Ho incontrato Giusi Merli, una delle interpreti, durante una serata culturale, nella quale le è stato assegnato un riconoscimento alla carriera. E’ una donna semplice, sensibile alle problematiche sociali. Nonostante una vita dedicata al teatro, e i numerosi riconoscimenti ricevuti, il suo porgersi alla gente è schietto e diretto, dal suo volto luminoso traspare disponibilità verso gli altri, e nessuna pretesa di privilegi nel suo ruolo di personaggio pubblico. Tra i numerosi premi che le sono stati assegnati, c’è anche quello relativo ad un corto, quale migliore attrice, a Barcellona.

Dopo decine d’anni di esperienza nei palcoscenici di mezzo mondo, ritiene che ci sia più realtà nello spazio scenico di un teatro, o nella vita?

“La vita è un grande teatro. Il teatro di per sé è la più eloquente metafora della vita, perché mette a fuoco il senso stesso dell’esistenza umana”.

Qual è l’opera che più la rappresenta tra le tante che ha interpretato?

Sì, in effetti sono tante, ma non posso negare il fascino che su di me esercitano le opere di Shakespeare, tra queste, “La tempesta”, nota opera teatrale in 5 atti.  E’ semplicemente meravigliosa. Mi ha dato tanto in termini di gratificazioni, io ho interpretato il ruolo di Calibano. L’opera è stata tradotta in napoletano del ‘700 da Eduardo De Filippo, che non portò tuttavia mai in scena. E’ invece andata in scena nel carcere di Arezzo, dove allo spettacolo hanno partecipato attivamente  i detenuti. Si tratta di un’esperienza unica, che mi ha trasmesso davvero molto sul piano umano.

Cos’è per lei l’Arte e la sua rappresentazione?

E’ prima di tutto un mezzo di comunicazione di fondamentale importanza, è semplicemente un modo per trasmettere qualcosa a chi ascolta, veicola infatti dei messaggi non criptati.
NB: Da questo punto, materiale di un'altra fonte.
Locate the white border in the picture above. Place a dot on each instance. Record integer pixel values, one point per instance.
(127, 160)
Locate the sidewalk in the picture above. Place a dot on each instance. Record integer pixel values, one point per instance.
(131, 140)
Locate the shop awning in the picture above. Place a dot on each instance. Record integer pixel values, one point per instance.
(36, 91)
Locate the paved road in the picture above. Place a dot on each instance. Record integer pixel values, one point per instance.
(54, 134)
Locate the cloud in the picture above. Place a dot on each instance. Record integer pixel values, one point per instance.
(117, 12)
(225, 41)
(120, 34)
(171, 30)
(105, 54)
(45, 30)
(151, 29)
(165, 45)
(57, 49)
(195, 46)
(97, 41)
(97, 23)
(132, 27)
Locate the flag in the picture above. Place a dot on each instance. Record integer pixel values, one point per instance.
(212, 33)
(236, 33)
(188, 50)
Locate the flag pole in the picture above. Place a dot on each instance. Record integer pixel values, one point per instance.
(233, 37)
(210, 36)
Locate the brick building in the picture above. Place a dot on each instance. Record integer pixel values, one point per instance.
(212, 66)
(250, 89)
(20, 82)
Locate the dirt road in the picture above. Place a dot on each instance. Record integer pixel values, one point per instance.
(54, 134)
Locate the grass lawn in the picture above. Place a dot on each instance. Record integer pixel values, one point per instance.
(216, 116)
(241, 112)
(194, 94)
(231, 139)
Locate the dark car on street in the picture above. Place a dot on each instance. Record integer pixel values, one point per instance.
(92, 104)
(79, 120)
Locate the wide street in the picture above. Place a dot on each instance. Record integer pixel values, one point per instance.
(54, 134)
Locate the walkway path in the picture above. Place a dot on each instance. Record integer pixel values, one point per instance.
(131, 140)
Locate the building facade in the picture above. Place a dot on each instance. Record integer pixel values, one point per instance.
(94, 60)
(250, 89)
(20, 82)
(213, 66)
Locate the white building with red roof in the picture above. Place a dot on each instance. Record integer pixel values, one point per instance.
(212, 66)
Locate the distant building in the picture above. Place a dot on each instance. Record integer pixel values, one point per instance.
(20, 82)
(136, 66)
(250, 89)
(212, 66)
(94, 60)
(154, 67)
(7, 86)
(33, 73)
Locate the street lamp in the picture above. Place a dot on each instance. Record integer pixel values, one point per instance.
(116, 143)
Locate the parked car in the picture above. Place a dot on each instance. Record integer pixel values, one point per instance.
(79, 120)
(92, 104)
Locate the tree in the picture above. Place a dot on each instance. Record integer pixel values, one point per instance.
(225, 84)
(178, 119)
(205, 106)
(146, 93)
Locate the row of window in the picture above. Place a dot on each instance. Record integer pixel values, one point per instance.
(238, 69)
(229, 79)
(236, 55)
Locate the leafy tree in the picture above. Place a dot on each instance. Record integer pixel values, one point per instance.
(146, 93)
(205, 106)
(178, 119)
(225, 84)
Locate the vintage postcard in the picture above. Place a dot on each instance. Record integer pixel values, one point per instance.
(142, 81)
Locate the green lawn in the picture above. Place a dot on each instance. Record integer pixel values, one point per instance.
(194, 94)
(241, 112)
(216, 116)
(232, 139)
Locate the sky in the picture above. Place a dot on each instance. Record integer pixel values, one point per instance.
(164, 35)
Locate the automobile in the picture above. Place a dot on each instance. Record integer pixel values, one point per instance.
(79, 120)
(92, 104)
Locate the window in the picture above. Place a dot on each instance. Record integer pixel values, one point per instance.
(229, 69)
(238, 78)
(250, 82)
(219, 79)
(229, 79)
L’Arte, quella autentica, dà un indirizzo, induce a pensare.

C’è relazione di affinità tra ‘La grande bellezza’ e qualche opera di Federico Fellini?

Se proprio si dovesse cercare un’affinità, io la trovo con Satyricon, celebre film di Fellini del 1969, ispirato all’opera dell’autore latino Petronio.

E’ la Vita “La grande bellezza”?

La bellezza non è l’aspetto fisico delle cose, nell’arte come nella vita, non solo questo, sarebbe riduttivo. La bellezza è qualcosa che trascende i sensi, la fisicità, perché è l’essenza spirituale di ogni cosa creata. Bellezza fisica e spirituale sono un tutt’uno, come un’accezione cosmica: sono una la metamorfosi dell’altra, due anime che si ‘parlano’ e si fondono in una.